This is the friendly tutorial that helps you create an AWS access key and secret for CLI access to S3 without setting your account on fire. You will learn where to make keys in IAM how to configure the AWS CLI and how to test that your new credentials actually work.
Find IAM in the services list and click in. That is where identities and credentials live. You can create a brand new user or pick an existing one to grant programmatic access.
When you create or edit the user enable programmatic access so API and CLI calls will be allowed. This is required for S3 command line operations.
Do not hand out AdministratorAccess like candy. For S3 tasks attach a scoped policy or use AmazonS3ReadOnlyAccess when read only is enough. If you need write access craft a policy that limits buckets and actions to the smallest scope that still gets the job done.
From the user security credentials tab create a new access key. The secret access key is shown only once. Save it to your password manager or download the key file. If you lose the secret you cannot recover it and must make a new key pair.
Run aws configure and paste in the Access Key ID and Secret Access Key when prompted. You can also set credentials using environment variables if you prefer shell scripting.
export AWS_ACCESS_KEY_ID=YOURACCESSKEY
export AWS_SECRET_ACCESS_KEY=YOURSECRETKEY
export AWS_DEFAULT_REGION=us-east-1
The CLI stores credentials in the .aws folder under your user profile so commands can authenticate without you typing the key every minute like a caffeine powered robot.
Test the new credentials with a simple command. If you have at least list permission try running
aws s3 ls
If you get a permission error go back and check the policies you attached. Do not create more keys as an emotional reaction to permissions errors.
If aws s3 ls fails with access denied inspect the attached policy and the resource ARNs involved. If the policy looks fine check for deny policies at the account level or SCPs in AWS Organizations that might be blocking access.

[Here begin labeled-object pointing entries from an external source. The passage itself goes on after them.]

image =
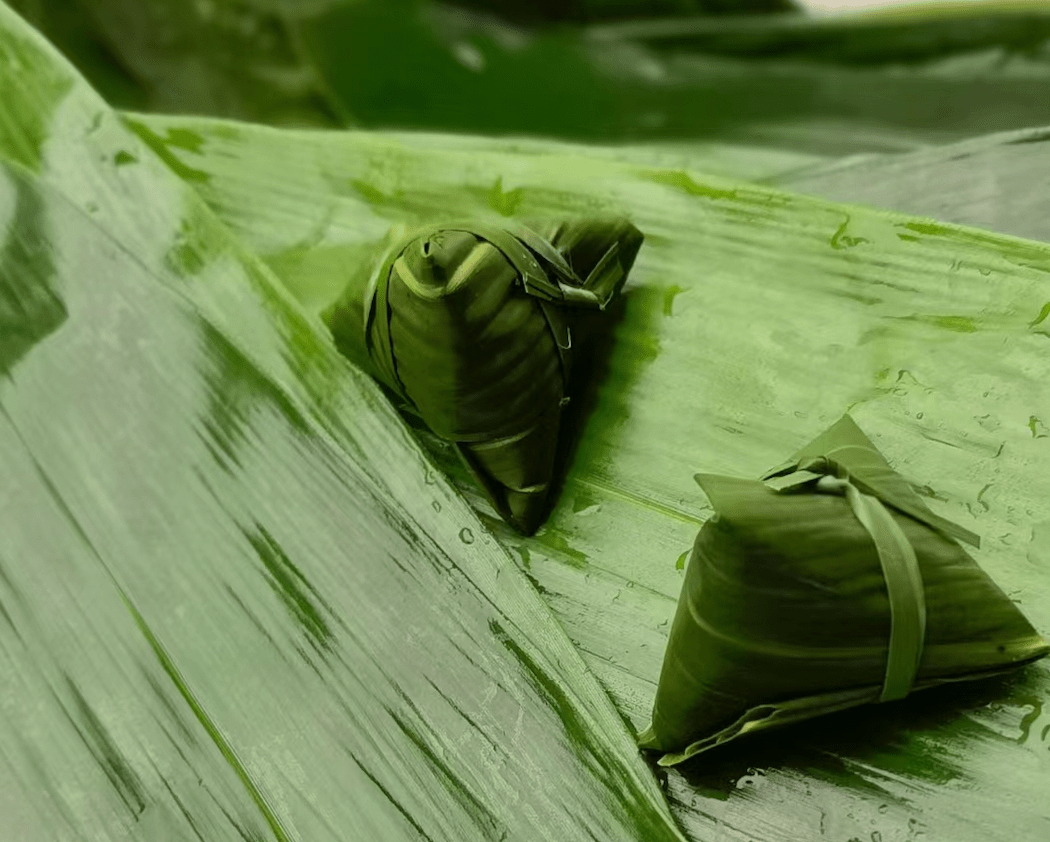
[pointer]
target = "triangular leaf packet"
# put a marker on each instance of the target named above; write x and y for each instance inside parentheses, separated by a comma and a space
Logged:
(785, 612)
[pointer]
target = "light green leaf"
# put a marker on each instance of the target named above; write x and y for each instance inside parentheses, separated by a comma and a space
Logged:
(235, 598)
(773, 333)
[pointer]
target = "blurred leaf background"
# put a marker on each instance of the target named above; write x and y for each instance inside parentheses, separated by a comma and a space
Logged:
(732, 130)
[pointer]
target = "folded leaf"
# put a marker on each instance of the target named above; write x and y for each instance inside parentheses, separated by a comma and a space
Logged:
(235, 598)
(785, 605)
(752, 317)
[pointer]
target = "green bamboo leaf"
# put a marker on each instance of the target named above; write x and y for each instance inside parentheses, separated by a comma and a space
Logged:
(984, 182)
(831, 585)
(773, 331)
(235, 598)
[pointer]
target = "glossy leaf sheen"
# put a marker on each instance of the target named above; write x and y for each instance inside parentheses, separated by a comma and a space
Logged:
(753, 319)
(235, 601)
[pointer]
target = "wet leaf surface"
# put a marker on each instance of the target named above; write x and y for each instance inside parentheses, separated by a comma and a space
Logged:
(229, 606)
(784, 311)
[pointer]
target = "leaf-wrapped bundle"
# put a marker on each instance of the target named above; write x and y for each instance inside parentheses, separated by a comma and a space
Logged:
(827, 586)
(471, 327)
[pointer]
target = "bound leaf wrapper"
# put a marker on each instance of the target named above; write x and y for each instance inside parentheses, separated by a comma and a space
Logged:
(824, 586)
(473, 328)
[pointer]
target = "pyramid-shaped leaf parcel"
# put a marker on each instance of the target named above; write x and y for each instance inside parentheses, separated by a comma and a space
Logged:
(785, 612)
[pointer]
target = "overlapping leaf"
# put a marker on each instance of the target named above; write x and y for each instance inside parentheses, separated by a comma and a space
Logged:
(235, 601)
(753, 319)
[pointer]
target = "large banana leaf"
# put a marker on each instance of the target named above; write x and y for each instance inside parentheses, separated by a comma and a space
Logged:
(1000, 182)
(235, 600)
(883, 84)
(754, 318)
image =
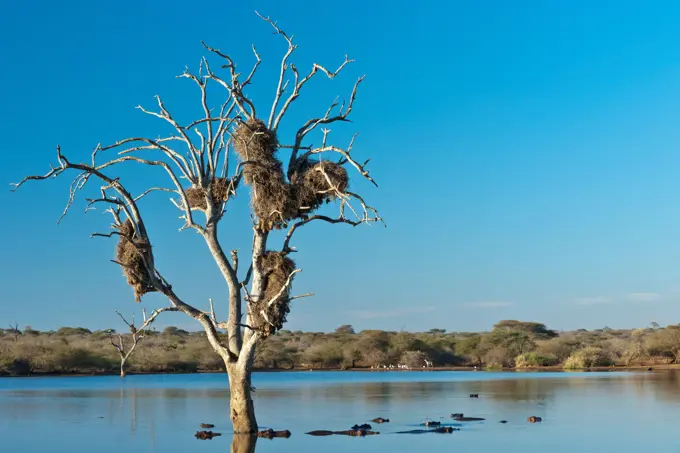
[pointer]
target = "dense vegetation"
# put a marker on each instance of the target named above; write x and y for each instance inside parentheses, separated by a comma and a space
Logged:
(508, 344)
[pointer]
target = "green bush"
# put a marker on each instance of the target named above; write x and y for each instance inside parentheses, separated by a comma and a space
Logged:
(587, 358)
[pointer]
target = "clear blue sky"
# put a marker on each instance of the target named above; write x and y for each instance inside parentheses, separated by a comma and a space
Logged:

If you need temporary credentials consider using roles and assume role flows rather than long lived keys. Roles are the grown up way to do things and they reduce the chance of accidental exposure.
Creating keys is boring but necessary. Treat the secret like a toothbrush and not like a sticky note. Rotate keys often and remove unused credentials. Follow least privilege and you will sleep better at night. If you ever need to explain why a credential leaked at least make it a good story.